The momentum has since shifted higher, propelling the Index into wave ((iii)). This segment itself is composed of a smaller, five-wave impulse. Tracing this internal structure, wave (i) of ((iii)) finished at 99.79. A retracement followed, with wave (ii) of ((iii)) bottoming out at 99.46. The market then pushed upward decisively in wave (iii) of ((iii)) to reach 101.12, before a minor pullback occurred in wave (iv) of ((iii)), settling at 100.69.

The current expectation is for one final upward push to complete wave (v) of ((iii)). Following this anticipated peak, a corrective phase, denoted as wave ((iv)), is expected to unfold. This correction should address the price swings observed since the June 15 low, acting as a pause before the broader upward trend is expected to resume.

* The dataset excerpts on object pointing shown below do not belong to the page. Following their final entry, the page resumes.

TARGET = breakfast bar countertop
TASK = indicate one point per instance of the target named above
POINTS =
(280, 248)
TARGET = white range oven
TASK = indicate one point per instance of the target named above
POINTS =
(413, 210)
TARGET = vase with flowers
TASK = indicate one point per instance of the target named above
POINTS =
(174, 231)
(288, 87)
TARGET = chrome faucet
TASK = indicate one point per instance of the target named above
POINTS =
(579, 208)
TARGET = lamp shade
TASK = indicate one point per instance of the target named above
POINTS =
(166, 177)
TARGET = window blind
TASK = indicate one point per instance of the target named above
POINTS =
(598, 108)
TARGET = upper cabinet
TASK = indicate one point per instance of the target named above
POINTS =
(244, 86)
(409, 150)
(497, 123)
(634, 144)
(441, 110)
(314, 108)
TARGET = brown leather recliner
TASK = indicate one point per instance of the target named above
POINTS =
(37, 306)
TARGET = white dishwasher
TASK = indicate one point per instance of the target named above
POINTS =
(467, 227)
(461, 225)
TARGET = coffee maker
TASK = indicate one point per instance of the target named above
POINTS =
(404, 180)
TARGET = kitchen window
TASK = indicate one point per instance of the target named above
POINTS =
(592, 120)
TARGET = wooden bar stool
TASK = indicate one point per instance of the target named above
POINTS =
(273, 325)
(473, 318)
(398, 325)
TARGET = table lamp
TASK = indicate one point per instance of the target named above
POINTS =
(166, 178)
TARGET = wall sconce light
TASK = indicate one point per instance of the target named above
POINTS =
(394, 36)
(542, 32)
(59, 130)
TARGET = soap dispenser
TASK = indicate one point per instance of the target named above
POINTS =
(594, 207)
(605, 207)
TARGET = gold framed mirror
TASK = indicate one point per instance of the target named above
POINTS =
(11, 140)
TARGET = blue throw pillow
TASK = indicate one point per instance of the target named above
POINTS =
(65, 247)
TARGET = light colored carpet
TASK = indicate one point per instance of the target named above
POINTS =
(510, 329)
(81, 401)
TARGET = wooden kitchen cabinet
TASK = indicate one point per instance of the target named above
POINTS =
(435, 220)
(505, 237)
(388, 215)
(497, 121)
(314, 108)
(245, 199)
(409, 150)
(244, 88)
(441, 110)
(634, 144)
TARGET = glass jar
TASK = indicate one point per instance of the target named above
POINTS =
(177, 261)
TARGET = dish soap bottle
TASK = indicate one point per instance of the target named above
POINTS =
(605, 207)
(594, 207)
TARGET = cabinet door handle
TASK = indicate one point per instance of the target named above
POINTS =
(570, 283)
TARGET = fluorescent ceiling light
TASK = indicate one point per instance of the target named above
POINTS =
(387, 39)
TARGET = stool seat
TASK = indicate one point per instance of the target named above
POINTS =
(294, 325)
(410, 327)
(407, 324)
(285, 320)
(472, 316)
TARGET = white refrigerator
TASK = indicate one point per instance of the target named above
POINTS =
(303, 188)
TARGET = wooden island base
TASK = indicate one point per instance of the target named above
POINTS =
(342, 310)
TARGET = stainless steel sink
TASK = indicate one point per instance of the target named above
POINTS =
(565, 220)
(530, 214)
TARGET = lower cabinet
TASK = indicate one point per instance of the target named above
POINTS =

Navigating Near-Term Support and Resistance

For active traders and short-term strategists, the key level to watch remains the support around 99.40. As long as this floor holds firm, the prevailing view favors pullbacks as opportunities for buyers to enter the market. These corrective dips are anticipated to follow typical patterns of three, seven, or eleven price swings. Such movements would reinforce the underlying bullish sentiment and bolster the case for sustained strength in the Dollar Index.

Market Ripple Effects

The persistent strength or potential continuation of the Dollar Index (DXY) rally carries significant implications across global markets. A stronger dollar typically exerts downward pressure on commodities priced in the greenback, such as Gold and Crude Oil. Investors may seek less dollar-denominated assets, potentially benefiting emerging market currencies or other safe-haven assets like the Japanese Yen, though its correlation can be complex. Furthermore, a robust dollar can influence U.S. export competitiveness and impact multinational corporations' earnings. Central banks worldwide will also monitor dollar movements closely, as currency valuations affect inflation and trade balances. The trajectory of the DXY, therefore, acts as a critical barometer for broader economic sentiment and risk appetite.